Бургомистр, онемев, пристально смотрел на мою мать, словно ожидая, не заступится ли она за кассира. Но мама только головой качала, — наверное, сожалея об ослеплении учителя, не сумевшего оценить столь выдающегося революционера и патриота.
Постепенно и незаметно в моем воображении создался смутный образ человека из хаты за полями. Враждебные замечания няни, опасение бургомистра, что он подслушивает под окнами, травля этого старика на рынке, а более всего странное поведение пана Добжанского и молчание моей матери — все рождало в уме моем тысячи вопросов. Кто он и что делает, почему его преследуют, как опасного зверя? Если мальчишкам дозволяется швырять в него камнями, то это, видно, дурной человек. Но почему же в таком случае взрослые не посадят его в тюрьму?
Чем чаще я думал о старике, тем сильнее боролись во мне два чувства — страх и любопытство, мучившие меня нестерпимо. Как только выдавалась свободная минута, я, вооружившись своей саблей, крался к уединенной хате. Правда, вначале у меня и в мыслях не было подойти к ней близко, но что-то влекло меня в ту сторону. Я перелезал через плетень нашего сада, добирался до ольховой рощи, а позднее стал уже и переходить через болото, бродил между кустов, росших вокруг хаты. Порой сознание, что я так близко к этому опасному человеку и так далеко от дома, заставляло меня цепенеть от ужаса, и я бежал обратно в город, к людям. Но постепенно я освоился с новыми местами, и мне из любопытства все сильнее хотелось заглянуть в одинокую хату.
С каждым днем я ближе знакомился с нею. Стояла она в пустынном месте — отсюда было шагов двести, а то и триста до проселка, пересекавшего поля. Вокруг хаты рос густой и высокий кустарник, кишевший птицами и их гнездами, окружали ее и глубокие, заросшие лесом овраги с крутыми изрытыми склонами. Частенько бывало, что над головой моей прошумит стая куропаток или из-под самых ног выскочит заяц. В сырых ложбинах попадались ужи, а на склонах оврагов темнели отверстия лисьих нор. Держась на некотором расстоянии от хаты, я однажды обошел ее кругом. В одном месте меня испугал какой-то тихий, неумолчный шелест. С бьющимся сердцем подкрался я ближе и увидел ручей, быстро бежавший по камешкам.

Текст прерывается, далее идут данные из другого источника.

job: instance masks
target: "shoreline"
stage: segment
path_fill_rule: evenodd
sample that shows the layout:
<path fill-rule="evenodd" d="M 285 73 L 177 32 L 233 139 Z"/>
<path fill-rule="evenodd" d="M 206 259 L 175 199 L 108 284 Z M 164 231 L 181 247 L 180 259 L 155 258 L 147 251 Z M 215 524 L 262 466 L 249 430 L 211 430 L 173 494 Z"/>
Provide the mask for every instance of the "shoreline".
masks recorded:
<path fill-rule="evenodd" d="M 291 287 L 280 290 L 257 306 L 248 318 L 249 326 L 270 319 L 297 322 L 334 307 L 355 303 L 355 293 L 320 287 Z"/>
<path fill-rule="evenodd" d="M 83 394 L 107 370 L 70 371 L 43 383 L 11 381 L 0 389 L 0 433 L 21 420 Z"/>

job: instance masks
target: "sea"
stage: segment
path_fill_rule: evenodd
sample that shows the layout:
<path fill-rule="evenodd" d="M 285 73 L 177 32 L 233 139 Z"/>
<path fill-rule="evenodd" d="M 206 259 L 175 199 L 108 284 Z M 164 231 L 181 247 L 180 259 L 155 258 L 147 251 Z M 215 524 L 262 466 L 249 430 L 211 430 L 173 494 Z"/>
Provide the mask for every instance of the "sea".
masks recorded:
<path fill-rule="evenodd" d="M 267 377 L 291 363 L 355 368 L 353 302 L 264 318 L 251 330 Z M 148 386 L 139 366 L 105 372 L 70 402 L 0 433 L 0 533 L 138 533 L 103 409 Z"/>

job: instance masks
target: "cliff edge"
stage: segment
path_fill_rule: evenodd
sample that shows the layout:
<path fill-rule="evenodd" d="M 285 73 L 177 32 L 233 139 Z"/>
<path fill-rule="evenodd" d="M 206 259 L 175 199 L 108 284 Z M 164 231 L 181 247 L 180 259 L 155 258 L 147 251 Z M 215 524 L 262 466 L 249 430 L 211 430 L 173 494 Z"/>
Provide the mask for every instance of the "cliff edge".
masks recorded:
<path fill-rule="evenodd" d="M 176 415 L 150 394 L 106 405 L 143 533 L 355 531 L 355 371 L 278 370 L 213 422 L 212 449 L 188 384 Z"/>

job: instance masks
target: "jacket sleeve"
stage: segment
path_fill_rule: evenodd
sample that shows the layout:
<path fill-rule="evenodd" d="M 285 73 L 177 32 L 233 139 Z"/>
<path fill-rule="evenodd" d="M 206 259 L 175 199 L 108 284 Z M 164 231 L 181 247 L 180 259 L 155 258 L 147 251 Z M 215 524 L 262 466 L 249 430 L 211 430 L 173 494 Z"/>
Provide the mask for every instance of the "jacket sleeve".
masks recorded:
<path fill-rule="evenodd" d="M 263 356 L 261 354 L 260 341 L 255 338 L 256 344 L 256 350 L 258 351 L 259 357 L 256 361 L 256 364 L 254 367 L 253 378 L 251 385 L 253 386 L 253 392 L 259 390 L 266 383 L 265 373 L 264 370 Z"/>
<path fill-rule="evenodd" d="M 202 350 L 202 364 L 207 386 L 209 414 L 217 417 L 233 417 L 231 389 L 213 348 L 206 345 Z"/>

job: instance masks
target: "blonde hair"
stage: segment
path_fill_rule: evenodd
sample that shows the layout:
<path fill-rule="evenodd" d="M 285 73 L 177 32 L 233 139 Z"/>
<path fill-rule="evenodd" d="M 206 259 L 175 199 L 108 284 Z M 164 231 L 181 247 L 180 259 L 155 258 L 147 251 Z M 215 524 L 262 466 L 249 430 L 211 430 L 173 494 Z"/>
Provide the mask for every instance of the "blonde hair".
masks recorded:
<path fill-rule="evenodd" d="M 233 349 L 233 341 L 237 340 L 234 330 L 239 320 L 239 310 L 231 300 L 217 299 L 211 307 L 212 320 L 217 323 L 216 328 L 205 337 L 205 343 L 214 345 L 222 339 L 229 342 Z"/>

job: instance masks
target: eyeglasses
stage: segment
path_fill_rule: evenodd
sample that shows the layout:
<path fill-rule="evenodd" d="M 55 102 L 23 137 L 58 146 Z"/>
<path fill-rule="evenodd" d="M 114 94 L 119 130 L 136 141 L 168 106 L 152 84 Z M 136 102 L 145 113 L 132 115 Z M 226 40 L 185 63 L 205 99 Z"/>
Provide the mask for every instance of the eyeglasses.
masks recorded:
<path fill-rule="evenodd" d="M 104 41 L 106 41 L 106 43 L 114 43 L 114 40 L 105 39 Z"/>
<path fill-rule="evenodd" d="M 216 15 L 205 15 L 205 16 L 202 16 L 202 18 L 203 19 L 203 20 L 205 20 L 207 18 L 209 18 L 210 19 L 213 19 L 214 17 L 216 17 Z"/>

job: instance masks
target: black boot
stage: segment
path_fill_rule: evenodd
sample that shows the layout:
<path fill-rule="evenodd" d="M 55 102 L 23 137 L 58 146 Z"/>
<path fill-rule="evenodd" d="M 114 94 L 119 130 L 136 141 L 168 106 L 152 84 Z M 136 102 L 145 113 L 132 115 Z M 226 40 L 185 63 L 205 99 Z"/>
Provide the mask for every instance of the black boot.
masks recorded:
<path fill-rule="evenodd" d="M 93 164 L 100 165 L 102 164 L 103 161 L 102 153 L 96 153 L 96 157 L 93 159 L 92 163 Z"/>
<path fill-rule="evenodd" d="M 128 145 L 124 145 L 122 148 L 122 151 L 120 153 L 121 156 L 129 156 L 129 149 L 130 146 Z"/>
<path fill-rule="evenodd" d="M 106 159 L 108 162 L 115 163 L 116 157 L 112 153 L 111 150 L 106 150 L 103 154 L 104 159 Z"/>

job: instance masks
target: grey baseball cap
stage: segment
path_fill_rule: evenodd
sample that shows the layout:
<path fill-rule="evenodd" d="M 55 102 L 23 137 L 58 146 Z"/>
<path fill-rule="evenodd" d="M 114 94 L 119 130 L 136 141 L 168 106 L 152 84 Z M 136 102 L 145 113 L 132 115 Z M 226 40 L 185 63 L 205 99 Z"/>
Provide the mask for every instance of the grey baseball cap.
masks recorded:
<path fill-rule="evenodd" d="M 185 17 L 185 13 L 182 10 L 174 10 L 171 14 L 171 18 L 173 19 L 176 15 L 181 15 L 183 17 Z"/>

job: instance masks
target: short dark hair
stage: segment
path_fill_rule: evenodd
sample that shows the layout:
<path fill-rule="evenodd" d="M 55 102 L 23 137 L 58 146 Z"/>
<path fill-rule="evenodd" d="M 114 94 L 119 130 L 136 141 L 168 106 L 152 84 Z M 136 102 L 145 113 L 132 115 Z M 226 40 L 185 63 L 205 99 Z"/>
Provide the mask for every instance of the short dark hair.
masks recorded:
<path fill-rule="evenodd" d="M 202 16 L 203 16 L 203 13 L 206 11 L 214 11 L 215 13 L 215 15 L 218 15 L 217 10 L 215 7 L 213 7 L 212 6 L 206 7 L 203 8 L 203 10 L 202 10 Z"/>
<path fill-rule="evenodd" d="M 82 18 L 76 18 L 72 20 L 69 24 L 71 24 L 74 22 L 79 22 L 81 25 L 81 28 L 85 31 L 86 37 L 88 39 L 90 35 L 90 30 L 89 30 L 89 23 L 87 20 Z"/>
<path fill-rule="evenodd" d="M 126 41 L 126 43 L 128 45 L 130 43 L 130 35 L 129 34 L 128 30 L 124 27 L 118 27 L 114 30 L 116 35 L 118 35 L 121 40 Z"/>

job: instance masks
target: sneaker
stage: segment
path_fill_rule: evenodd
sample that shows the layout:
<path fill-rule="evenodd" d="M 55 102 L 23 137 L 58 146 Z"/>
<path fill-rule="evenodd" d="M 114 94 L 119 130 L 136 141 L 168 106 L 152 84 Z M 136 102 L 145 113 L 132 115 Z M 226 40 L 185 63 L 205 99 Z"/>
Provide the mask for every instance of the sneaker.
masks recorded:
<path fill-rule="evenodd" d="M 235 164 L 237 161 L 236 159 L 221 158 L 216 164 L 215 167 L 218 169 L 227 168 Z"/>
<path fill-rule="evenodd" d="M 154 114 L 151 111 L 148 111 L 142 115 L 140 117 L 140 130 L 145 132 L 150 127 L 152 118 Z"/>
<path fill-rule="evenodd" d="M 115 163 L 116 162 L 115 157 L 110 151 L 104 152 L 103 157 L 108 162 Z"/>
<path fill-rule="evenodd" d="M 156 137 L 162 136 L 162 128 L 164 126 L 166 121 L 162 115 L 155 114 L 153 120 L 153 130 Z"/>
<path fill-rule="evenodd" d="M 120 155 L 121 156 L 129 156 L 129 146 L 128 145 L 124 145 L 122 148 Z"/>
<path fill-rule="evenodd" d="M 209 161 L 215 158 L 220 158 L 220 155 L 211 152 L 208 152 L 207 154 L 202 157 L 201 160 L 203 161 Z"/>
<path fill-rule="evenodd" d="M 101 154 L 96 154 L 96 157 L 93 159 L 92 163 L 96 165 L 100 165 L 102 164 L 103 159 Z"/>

Хотя было страшновато, я подошел еще на десяток шагов. Стенки оврага в этом месте все снижались, пока не исчезли вовсе. Я дошел до небольшой впадины, откуда брал начало ручей, — здесь вода кипела, как на огне. Вокруг рос коровяк, такой высокий, что закрывал меня с головой. Я крепко сжал в руке саблю, готовый при малейшем шуме обратиться в бегство, и нырнул в чащу высоких стеблей. Немного дальше заросли коровяка были пониже, и, подняв голову, я увидел хату. Она стояла на каменистом пригорке, облитая горячими потоками солнечного света. У порога было свалено много и начатых, и уже готовых корзин, а среди них прохаживался хромой аист. Со стен хаты давно облупилась известка, и щели между досками были замазаны глиной, а в оконцах кое-где вместо стекол натянуты бычачьи пузыри.